|Artificial flowers covered with melting snow.|
- Mignon McLaughlin
Winter is not my favorite season, and while I've always tried to embrace it, it has consistently given me mixed feelings. When I was a little girl living in Connecticut, I would stay out for the good part of many days making snow angels, sledding, throwing snowballs, and ice skating. I had fun, but I always cursed the resulting iciness and numbness in my toes at the end of each day.
Then there was the time I crashed through some snow-covered ice and landed in a swamp. I was able to climb out, but my snow pants and coat were soaked with muddy water, which really weighed me down. Luckily I was close enough to safely drag myself home on that freezing day.
Sometimes walking through a snowy landscape inspires an appreciation for the silence and the stillness of winter, and sometimes it makes me worry that if I fell and injured myself, I would slowly freeze to death as no one would hear my cries for help.

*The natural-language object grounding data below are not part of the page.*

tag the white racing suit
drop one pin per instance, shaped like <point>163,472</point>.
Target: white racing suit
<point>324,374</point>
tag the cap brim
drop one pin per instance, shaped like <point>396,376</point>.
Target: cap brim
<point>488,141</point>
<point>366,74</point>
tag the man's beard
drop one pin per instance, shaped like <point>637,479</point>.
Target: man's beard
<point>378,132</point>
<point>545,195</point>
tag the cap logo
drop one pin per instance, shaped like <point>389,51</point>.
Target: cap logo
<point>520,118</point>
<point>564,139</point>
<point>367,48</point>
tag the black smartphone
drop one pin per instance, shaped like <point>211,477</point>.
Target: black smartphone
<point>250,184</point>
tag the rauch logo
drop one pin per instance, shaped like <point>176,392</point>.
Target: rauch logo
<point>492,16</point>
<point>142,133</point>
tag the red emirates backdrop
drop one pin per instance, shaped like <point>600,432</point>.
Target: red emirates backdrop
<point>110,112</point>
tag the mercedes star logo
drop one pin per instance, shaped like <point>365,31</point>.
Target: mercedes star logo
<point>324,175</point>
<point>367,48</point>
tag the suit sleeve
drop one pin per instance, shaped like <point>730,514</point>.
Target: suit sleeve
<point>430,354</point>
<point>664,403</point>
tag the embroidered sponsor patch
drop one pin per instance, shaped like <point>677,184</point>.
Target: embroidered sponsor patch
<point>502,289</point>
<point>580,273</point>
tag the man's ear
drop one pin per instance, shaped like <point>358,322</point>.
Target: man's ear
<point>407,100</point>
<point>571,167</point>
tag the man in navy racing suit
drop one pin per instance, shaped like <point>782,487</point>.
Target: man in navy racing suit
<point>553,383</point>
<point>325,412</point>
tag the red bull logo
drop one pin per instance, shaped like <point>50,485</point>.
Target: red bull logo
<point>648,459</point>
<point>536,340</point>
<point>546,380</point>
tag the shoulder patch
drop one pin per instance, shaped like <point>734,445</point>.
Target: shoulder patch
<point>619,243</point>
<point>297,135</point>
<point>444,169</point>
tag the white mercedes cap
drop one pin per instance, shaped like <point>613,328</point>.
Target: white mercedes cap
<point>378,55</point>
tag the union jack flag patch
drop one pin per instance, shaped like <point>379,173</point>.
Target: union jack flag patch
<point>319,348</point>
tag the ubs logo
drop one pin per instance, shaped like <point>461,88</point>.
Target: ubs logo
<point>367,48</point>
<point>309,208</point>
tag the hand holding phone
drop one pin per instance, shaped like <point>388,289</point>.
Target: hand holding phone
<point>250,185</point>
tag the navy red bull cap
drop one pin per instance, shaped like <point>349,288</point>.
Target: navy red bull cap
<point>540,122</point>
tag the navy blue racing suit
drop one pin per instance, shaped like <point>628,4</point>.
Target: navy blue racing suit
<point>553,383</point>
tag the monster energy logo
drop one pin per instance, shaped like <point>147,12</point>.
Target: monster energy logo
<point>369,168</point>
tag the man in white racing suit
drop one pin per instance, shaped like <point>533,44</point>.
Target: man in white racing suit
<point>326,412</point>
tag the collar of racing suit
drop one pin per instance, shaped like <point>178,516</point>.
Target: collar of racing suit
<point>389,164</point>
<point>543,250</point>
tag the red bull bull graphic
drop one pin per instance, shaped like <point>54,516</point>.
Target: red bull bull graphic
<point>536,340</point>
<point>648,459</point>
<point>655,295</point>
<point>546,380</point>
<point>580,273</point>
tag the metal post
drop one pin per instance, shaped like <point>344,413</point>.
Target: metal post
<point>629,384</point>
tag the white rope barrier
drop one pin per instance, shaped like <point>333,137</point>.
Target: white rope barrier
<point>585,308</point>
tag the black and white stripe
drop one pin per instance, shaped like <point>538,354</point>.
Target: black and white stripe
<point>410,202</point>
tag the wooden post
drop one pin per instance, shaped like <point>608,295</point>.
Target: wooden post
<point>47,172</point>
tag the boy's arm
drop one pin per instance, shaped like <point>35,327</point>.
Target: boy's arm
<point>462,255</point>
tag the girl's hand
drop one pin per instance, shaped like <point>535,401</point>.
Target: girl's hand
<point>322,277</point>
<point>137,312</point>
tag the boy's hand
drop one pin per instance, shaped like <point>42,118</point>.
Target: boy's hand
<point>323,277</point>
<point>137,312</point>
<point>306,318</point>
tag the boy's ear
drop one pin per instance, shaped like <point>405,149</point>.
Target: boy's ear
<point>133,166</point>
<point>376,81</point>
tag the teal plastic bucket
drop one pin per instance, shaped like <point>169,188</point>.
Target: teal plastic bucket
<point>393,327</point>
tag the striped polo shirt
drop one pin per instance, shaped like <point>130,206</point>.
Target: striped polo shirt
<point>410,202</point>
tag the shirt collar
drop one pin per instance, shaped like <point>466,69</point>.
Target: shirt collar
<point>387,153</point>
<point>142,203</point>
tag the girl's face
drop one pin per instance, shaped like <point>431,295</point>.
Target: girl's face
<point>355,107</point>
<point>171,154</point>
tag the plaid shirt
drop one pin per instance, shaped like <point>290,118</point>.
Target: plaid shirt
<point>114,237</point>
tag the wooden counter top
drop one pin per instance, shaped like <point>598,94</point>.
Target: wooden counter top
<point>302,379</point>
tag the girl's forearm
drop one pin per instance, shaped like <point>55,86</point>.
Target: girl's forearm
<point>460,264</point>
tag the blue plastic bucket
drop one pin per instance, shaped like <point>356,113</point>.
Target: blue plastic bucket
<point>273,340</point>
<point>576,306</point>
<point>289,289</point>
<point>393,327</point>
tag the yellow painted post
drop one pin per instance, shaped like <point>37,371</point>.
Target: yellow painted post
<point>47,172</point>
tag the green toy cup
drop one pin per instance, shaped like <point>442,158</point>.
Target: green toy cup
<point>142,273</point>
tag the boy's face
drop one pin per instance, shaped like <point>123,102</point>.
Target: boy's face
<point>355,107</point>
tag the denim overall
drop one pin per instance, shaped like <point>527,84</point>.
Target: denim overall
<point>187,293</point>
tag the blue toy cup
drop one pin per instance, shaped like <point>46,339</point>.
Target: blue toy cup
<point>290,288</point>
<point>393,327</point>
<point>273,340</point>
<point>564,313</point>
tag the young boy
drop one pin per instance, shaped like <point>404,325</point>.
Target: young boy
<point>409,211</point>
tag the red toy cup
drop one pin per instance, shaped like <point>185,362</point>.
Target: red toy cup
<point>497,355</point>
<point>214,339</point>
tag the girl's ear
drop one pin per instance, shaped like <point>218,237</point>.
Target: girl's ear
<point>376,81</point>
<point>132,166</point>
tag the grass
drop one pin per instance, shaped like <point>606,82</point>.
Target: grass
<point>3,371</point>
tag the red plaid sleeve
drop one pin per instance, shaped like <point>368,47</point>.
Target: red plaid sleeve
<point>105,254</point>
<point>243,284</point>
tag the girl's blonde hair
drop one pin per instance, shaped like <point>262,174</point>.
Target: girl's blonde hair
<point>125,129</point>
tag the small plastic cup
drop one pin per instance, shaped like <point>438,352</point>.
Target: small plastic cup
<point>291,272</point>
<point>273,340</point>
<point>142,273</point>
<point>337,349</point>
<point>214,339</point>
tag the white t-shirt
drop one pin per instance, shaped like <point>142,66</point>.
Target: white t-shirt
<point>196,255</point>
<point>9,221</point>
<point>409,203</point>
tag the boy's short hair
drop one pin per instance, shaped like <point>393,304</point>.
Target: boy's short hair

As a child, the beginning of the winter thaw would give me hope as I saw ice melting and water starting to run off the frozen school playground, but I knew I would have to be patient because the gradual warming to more hospitable temperatures would take at least a month, and probably longer, and I would still be stuck outside for every recess until that happened.
Most of my serious depressions have occurred during the fall and winter. This year I seem to be fending off that unpleasant, and often debilitating, condition. I've been keeping up with all of my routines and moving forward, but I still have some of that strange quietness and stillness inside that winter always brings me. Some people love it, but it just makes me feel off balance. I've been reading more, trying to enjoy spending more time indoors, and appreciating the relative warmth of some days, but I really can't wait to jump into a pool on a hot July day.